New with questions

iVillage Member
Registered: 04-03-2004
New with questions
4
Mon, 08-29-2005 - 1:38pm

Hi all -

I have a wonderful almost 4 year old son. When he was younger a good friend of ours (with the educational background to back it up) mentioned that he seemed to have a lot of the classic Asperger symptoms and my husband and I did some very basic research on Asperger's and dismissed the idea mainly based on the information that Asperger kids had serious social issues (reading body language, making friends, etc.) Our son is and always has been extremely social (will talk to anyone and everyone) has friends, plays well, reads non verbal cues, etc.

His symptoms(is that the right term?) seem to be high intelligence, obsession with something (trains from day one), very verbal (talking at 6 months) formal speech pattern and sensory issues. His only obvious sensory issue is with noises. Anything loud drives him crazy and anything with what we term a "whirring" noise (hair dryer, vacuum, mixer, blender, etc.)is unbearable for him though he has gotten much better about dealing with it.
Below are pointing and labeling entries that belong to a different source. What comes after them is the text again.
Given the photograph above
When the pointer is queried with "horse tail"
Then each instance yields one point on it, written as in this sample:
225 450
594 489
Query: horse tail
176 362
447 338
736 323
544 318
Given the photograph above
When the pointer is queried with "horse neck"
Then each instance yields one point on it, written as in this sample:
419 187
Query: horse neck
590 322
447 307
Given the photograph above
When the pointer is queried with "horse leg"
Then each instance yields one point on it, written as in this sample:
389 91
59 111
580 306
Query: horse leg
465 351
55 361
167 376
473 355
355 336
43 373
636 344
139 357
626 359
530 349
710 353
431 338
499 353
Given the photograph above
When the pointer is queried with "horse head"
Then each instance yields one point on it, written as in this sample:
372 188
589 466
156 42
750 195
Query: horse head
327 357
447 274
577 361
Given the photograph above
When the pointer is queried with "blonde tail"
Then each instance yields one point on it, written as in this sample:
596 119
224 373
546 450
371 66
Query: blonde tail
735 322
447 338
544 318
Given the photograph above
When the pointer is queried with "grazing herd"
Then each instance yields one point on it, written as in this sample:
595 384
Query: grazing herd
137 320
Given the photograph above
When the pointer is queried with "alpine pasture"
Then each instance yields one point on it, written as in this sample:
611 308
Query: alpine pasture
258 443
We have recently moved to a different state and seen a new pediatrician. A few weeks ago he had a cold that turned into pneumonia and the doctor sent a nebulizer home to use. As you can imagine it sent my son into a total panic. After fighting him at home for a few hours we took him to the pedi's office where it took 4 of us to hold him down and we were still not able to get the mask on him (or anywhere near him for that matter). After we had settled down some the doctor started talking to us about her suspicion of Aspergers based on what she has observed over the last few months. She also is the parent of an Aspergers child so seemed to be more familiar with the signs. Her feeling (and ours) is that if he does have Aspergers it is probably a mild form that doesn't interfere too much with "normal" daily life. She is encouraging us to get him "tested" and have an offical diagnosis before he starts kindergartern.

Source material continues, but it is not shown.